Carnival, Lineman Thiel, and The Apostle are three novellas about madness.  Each draws the reader into a vivid scene which is as natural as the snow falling outside my window as I write this.  Carnival is the madness of youth and irrational self-assurance.  A young sail-maker and his wife are the life of every party in their community.  They have sufficient for the day and thanks to a miserly mother who lives with them they are confident of future resources.  One night, crossing a frozen lake on a sled returning from a masquerade party, they become lost in the fog and fall through the ice to their death.  Simple, if tragic, story you think?  Not the way Gerhart Hauptmann tells it.  This man builds the tension from the first sentence.  You know something terrible is going to happen by hint after hint until the ending has all of the shock value of anything written by the likes of Poe.
The Lineman Thiel is a different kind of madness.  We meet Thiel, a conscientious, quiet, hardworking railroad employee responsible for a section of track and a crossing not far from the village where he lives.  His first wife died leaving him a retarded son on whom he dotes.  To care for his son he marries a local milkmaid who turns out to be a shrew who misuses the boy.  One day she brings their baby and the boy out to the section of track to till a nearby garden patch.  Ignoring the boy he gets onto the track and is run over by the train.  Pushed beyond sanity by grief Thiel murders his wife and child then sits n the track waiting for the next train.  One paragraph is not nearly sufficient to describe the beauty in this tragedy.  Please if you have time for Hauptmann try this one. 
The apostle tells from the inside the decent into madness of a person too deeply immersed in religion.  It is also beautifully written, the reader is drawn into the madness.  It is far too easy to see in this allegory persons I have known.
Gerhart Hauptmann’s naturalism is a breath of fresh air.  It is all there but done in such a way as not to insult the intelligence.  I did not read enough of his plays to get a good picture of this work.  I did very much enjoy his novellas.  I can see why he received the 1912 Prize.
Now, for the first time, we leave Europe and travel to India.  Rabindranath Tagor was a Bengali poet, novelist, short-story writer and playwright.  It is time for curry and Darjeeling tea.

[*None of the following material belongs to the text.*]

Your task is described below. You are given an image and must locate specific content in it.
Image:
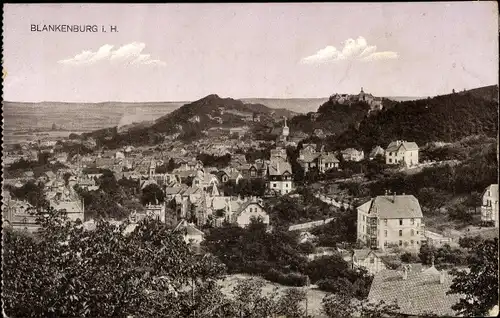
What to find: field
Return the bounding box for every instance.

Wednesday, February 1, 2012

MAURICE MAETERLINCK

“In appreciation of his many-sided literary activities and especially of his dramatic works, which are distinguished by a wealth of imagination and by a poetic fancy which reveal, sometimes in the guise of a fairy tale, a deep inspiration, while in a mysterious way they appeal to the readers’ own feelings and stimulate imaginations”



As I started reading The Blue Bird it struck me I was looking at The Nutcracker in reverse.  The play opens in the cottage of a woodcutter.  They are not poverty stricken but far from rich.  It is Christmas Eve and Mummy Tyl has just tucked her son, Tyltyl, and daughter, Mytyl, in for the night.  Of course, as soon as she leaves the room the children start to talk about Christmas.  They are drawn to the window where they can look across the street into the home of some rich children at a lush Christmas party.  Maurice Maeterlinck writes it so well you can see the magnificent Christmas tree gleaming in their eyes and feel their mouths water over the sweets and cakes.  Clara and Councilor Drosselmeyer could easily be across the street.  Obviously, I was on my way into another fairy tale.  It then occurred that I had been encountering a lot of fairy tale type fantasies recently.  Kipling’s Jungle Book fits as does Selma Lagerlöf’s The Wonderful Adventures of Nils.   In alternating years (1907 Kipling, 1909 Lagerlöf, and 1911 Maeterlinck) the Nobel Prize in Literature was awarded to spinners of fantasy yarns. In the United States one of our greatest story tellers, Mark Twain, gave us A Connecticut Yankee in King Arthurs Court (1889), The Prince and the Pauper (1882), and The Personal Recollections of Joan of Arc (1896). Why?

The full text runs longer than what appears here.